Descrizione, impieghi e storia del biobutanolo

Il butanolo è un alcol avente quattro atomi di carbonio. A seconda della posizione del gruppo OH che caratterizza gli alcoli, gli isomeri del butanolo - cioè le possibili combinazioni di quattro atomi di carbonio - ricevono i seguenti nomi:
  • 1-butanolo (detto anche n-butanolo), quando il gruppo OH si trova in uno qualsiasi dei due estremi della catena;
  • 2-butanolo, quando il gruppo OH si trova nel secondo atomo di carbonio della catena;
  • 2-metil-1-propanolo (detto anche isobutanolo) nel quale la catena è ramificata ed il gruppo OH si trova in uno dei rami;
  • 2-metil-2-propanolo (commercialmente chiamato anche TBA, dall'inglese tert-butyl-alcohol), è ramificato come il precedente, ma con il gruppo OH al centro.                  

Gli isomeri del butanolo
Foto 1: Gli isomeri del butanolo
(Fonte foto: Corso di chimica del Gcse (General certificate of secondary education), nomenclatura Iupac (International union for pure and applied chemistry) secondo il database PubChem

Il biobutanolo corrisponde al primo isomero, tutti gli altri sono prodotti sintetici o si trovano in natura in piccolissime quantità come, ad esempio, tracce di TBA che si trovano nei ceci e nella birra. Il butanolo è un prodotto chimico molto versatile, è impiegato come solvente per lacche e pitture, come materia prima per la produzione di plastificanti per gomma e plastiche, meno frequentemente si trova come aromatizzante in prodotti alimentari industriali e, negli ultimi anni, è cresciuto l'interesse per il suo utilizzo come additivo o sostituto della benzina.

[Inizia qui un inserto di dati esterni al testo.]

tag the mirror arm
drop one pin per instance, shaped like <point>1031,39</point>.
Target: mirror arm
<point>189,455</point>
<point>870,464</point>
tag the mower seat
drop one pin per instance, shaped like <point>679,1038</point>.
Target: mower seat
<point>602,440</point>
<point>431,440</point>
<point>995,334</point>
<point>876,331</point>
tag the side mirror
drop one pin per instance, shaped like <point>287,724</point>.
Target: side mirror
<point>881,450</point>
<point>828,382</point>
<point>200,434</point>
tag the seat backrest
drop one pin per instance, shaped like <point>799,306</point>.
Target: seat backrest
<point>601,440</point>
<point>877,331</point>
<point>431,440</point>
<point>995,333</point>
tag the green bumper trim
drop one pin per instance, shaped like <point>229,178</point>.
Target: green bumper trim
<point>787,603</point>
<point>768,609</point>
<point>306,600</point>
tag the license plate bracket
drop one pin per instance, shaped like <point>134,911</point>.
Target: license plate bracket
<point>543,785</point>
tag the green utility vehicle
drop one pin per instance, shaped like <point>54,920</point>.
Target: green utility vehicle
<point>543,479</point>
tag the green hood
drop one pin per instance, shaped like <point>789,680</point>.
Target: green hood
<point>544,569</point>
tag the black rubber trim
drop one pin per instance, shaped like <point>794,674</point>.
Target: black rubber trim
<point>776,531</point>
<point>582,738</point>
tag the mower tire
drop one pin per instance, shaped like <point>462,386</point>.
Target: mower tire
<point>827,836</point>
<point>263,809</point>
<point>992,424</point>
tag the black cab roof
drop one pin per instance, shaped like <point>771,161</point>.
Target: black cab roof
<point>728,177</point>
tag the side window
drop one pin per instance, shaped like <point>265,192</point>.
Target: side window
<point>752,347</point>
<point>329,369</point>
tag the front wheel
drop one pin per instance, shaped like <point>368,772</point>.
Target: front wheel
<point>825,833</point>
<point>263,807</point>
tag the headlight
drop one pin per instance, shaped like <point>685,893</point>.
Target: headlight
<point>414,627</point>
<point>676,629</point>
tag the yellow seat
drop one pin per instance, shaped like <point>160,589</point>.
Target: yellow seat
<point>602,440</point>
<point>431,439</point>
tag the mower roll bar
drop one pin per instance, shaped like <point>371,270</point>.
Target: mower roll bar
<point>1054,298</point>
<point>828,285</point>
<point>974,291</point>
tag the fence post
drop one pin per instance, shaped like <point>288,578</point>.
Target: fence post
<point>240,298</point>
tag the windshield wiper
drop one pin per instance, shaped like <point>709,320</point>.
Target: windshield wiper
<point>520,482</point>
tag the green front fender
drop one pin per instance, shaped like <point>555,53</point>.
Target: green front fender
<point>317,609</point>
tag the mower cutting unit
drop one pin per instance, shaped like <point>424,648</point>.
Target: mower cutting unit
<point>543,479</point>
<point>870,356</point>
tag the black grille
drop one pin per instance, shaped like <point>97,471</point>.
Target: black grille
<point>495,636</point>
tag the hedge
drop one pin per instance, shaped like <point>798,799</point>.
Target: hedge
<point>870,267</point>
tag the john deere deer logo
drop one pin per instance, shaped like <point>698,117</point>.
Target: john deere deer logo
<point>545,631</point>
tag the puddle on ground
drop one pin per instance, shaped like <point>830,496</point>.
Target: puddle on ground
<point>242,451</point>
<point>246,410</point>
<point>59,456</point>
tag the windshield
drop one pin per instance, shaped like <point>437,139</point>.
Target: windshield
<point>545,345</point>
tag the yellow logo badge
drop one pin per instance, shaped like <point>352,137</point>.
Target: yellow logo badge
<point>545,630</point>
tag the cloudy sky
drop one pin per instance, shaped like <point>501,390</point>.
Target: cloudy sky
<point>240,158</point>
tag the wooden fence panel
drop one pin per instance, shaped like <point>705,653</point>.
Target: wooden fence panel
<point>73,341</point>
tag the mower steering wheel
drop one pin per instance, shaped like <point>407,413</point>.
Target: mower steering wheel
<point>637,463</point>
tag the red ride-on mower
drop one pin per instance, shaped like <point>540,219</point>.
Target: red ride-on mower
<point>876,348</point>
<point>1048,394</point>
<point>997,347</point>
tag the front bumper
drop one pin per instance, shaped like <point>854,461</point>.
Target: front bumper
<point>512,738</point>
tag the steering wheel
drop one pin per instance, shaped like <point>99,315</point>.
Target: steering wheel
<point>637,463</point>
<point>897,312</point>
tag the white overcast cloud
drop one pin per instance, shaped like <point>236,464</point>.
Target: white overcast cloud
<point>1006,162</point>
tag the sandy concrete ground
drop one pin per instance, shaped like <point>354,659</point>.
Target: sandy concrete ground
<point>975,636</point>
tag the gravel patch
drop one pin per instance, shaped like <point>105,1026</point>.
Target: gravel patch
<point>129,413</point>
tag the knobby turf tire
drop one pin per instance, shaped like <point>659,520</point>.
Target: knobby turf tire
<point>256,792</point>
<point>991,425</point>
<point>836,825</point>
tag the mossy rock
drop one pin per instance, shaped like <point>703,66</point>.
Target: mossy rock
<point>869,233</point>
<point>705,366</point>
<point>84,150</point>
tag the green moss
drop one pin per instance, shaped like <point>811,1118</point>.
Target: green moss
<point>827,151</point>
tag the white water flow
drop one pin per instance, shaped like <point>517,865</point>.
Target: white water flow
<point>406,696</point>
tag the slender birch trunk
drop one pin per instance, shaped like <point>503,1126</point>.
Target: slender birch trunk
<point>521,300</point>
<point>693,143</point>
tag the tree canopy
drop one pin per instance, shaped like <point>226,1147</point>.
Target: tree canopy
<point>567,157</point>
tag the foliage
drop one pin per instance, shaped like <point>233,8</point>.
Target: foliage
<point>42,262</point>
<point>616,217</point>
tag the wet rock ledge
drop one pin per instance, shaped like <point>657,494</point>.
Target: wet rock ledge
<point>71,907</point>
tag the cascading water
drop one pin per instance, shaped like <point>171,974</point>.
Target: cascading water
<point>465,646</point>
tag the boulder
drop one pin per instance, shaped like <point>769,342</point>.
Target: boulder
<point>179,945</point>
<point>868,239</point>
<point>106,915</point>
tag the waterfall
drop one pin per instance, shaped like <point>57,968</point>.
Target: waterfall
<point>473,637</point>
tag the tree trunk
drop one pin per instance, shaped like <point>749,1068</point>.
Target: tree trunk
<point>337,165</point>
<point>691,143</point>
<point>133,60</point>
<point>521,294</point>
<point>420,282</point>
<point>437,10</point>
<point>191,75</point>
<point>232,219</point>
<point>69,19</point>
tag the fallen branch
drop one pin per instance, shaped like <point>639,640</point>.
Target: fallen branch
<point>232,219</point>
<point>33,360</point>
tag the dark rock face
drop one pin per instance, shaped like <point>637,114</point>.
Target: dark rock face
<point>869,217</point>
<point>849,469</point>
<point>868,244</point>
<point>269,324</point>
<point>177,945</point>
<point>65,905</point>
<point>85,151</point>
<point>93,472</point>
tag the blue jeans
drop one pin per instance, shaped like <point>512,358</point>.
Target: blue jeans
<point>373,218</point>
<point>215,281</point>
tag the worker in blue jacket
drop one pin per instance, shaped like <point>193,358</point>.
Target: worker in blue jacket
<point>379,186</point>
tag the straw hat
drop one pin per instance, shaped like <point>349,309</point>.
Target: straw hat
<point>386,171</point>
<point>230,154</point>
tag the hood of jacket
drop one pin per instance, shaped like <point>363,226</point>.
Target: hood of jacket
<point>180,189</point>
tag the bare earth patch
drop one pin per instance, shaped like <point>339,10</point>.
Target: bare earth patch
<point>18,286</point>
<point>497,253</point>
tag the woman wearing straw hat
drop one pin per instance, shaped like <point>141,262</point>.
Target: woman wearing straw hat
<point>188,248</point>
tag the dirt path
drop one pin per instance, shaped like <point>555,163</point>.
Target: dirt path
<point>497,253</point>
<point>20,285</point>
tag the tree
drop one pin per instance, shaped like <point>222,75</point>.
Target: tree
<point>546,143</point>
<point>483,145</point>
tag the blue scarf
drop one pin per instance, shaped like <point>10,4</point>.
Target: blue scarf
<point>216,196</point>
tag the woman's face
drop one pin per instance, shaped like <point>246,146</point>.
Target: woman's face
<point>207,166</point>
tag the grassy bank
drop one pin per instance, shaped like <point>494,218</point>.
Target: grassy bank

A partire dagli anni '60, l'isobutanolo viene prodotto principalmente dal petrolio, ma la necessità di decarbonizzare il settore dei trasporti, assieme alle strategie militari per ridurre la dipendenza dalle importazioni di petrolio, costituiscono spinte importanti per lo sviluppo di tecnologie che consentono la sua produzione a partire da biomasse. Rispetto alla benzina, il biobutanolo ha lo svantaggio di un numero effettivo di ottani al motore un po' basso (78, contro 81-89 della benzina standard). Non può neanche reggere il confronto con l'etanolo (numero di ottani al motore 102), ma rispetto a quest'ultimo il butanolo presenta una serie di vantaggi: è poco igroscopico - quindi meno problemi di corrosione nel motore -; ha il 25% in più di Potere calorifico inferiore (Pci) ; è meno volatile - quindi più sicuro per lo stoccaggio e trasporto - e si può mischiare in proporzioni fino al 33% in volume con la benzina senza necessità di modificare i motori. 
Al pari dell'etanolo, il biobutanolo è facilmente biodegradabile, per cui lo sversamento accidentale è meno nocivo per l'ambiente rispetto agli idrocarburi fossili.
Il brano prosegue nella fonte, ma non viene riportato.